The more I think about the quail hunt incident, the more I realize that Vice President Dick Cheney is just an ordinary guy. Not so much an ordinary guy like me or you, the Zembla readers, but more like one of the clients at my unnamed legal defense firm. After all, isn't the phrase "oil company cronies" roughly analogous to "criminal associates"? I think it is. But the similarities between Dick Cheney and the average indigent, incarcerated client represented by our firm don't end there.

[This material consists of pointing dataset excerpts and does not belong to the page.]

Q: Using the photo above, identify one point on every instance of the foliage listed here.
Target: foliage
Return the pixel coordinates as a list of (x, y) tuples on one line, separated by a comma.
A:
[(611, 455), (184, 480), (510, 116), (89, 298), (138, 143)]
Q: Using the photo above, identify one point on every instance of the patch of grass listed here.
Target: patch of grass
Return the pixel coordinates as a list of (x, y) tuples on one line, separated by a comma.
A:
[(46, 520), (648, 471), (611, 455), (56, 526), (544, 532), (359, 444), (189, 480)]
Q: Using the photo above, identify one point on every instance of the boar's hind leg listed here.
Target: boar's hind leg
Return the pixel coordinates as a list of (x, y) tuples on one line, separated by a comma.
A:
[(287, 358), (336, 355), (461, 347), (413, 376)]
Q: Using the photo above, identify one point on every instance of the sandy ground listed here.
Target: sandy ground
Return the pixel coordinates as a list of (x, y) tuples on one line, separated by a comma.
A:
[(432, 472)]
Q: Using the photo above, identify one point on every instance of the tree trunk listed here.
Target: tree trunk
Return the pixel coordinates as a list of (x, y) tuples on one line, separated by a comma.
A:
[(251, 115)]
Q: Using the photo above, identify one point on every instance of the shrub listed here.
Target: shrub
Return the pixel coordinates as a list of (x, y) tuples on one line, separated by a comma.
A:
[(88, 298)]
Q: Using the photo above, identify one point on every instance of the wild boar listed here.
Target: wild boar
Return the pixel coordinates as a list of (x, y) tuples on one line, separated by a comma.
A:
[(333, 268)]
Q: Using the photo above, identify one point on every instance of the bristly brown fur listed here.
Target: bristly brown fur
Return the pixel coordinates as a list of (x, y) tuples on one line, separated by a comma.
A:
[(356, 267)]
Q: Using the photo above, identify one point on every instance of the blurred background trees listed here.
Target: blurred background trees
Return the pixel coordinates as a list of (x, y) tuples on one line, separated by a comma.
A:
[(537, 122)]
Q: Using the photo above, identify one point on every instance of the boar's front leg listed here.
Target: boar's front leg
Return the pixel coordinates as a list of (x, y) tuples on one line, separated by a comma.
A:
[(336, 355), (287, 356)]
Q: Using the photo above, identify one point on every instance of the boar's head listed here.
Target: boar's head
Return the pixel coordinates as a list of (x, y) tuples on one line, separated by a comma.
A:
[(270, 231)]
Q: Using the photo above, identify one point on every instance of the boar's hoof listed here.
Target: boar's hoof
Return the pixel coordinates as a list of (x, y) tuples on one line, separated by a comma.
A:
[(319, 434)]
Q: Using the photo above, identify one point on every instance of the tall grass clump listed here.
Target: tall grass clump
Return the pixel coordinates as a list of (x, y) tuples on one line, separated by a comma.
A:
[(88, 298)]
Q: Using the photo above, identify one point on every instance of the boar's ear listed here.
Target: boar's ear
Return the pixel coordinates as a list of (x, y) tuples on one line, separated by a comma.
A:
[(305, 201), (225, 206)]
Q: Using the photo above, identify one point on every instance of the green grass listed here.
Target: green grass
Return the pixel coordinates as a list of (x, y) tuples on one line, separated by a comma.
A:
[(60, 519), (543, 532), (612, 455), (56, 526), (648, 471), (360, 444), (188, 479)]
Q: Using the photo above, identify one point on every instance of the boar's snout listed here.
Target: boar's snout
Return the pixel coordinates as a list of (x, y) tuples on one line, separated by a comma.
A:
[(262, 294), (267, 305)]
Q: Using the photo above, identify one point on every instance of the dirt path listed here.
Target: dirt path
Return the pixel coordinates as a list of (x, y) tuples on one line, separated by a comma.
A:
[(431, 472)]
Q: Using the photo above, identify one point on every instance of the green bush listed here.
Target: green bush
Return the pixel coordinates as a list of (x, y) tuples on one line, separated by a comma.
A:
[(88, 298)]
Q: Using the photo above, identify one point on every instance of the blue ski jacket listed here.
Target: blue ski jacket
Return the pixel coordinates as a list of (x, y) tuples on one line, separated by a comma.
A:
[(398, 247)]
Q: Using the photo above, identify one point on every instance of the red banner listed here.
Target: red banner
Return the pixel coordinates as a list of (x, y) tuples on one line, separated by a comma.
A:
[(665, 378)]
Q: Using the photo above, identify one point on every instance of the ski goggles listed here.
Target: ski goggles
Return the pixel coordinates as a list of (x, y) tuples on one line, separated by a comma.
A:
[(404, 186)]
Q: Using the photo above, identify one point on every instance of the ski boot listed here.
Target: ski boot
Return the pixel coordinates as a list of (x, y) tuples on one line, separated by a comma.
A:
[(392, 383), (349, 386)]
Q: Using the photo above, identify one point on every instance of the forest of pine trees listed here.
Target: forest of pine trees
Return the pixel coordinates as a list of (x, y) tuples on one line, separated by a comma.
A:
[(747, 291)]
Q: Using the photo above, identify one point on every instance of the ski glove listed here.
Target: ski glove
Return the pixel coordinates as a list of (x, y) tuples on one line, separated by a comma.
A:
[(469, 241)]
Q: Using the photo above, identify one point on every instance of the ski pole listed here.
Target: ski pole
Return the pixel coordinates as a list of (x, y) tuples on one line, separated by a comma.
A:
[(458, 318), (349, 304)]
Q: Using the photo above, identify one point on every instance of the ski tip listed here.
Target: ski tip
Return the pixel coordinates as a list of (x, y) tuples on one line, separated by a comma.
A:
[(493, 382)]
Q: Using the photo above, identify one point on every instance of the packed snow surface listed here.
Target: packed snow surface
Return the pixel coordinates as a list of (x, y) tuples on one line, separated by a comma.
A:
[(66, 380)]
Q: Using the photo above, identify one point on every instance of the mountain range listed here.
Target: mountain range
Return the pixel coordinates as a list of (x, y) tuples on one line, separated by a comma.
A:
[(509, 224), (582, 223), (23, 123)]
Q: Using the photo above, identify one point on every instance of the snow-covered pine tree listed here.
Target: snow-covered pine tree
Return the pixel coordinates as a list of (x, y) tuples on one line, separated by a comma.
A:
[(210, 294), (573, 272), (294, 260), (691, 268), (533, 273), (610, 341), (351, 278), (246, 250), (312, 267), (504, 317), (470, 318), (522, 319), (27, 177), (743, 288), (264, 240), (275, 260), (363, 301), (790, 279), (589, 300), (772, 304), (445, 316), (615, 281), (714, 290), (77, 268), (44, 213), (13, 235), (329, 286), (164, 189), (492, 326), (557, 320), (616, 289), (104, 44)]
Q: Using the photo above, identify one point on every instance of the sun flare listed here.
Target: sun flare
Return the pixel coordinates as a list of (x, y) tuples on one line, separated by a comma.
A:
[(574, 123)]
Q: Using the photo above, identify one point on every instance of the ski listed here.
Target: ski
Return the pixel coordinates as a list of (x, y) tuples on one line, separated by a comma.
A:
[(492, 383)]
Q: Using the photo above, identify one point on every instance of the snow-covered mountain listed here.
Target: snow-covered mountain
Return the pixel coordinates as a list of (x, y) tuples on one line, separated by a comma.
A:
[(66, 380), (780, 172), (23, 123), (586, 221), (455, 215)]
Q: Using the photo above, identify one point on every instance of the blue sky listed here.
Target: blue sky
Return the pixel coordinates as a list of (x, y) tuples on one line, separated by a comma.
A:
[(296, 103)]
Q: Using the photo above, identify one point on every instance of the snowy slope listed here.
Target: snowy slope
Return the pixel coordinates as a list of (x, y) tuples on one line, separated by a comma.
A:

- Cheney claims to have had "one beer" before his hunting accident. According to one attorney I spoke with, roughly 40% of our clients claim to have consumed just "one beer" before committing their offenses.
- Both the vice president and the majority of our clients are surrounded by heavily armed guards at all times. However, Cheney's guards rarely if ever shoot at him or beat him with billy clubs.
- In crisis situations, Cheney is removed to an underground bunker in an undisclosed location. Our clients are locked down in their cells during times of racial tension or riots. It is probably equally difficult to locate or communicate with either our clients or the vice president in these situations.
- Their mail is opened and thoroughly searched by guards. Sometimes the letters even contain illicit white powder, though Cheney is more likely to get anthrax than cocaine.
- Before the 2000 election, some opponents claimed it was illegal that Cheney changed his official residence, from Texas to Wyoming, after he was selected as the vice presidential nominee. We have many clients who ran into trouble because of their addresses - failing to inform probation officers of their moves, registering with local police departments too late, not having an address due to homelessness - and many of their opponents (local prosecutors) have claimed such actions were illegal. I wonder if it would work if more of our clients argued the issue of residency with the "vacation home" defense.
- Cheney shot an old man in the face with a shotgun. Our clients...actually, the majority of our clients are in jail for drug-related offenses or property crimes. So I guess Cheney and our clients aren't that much alike.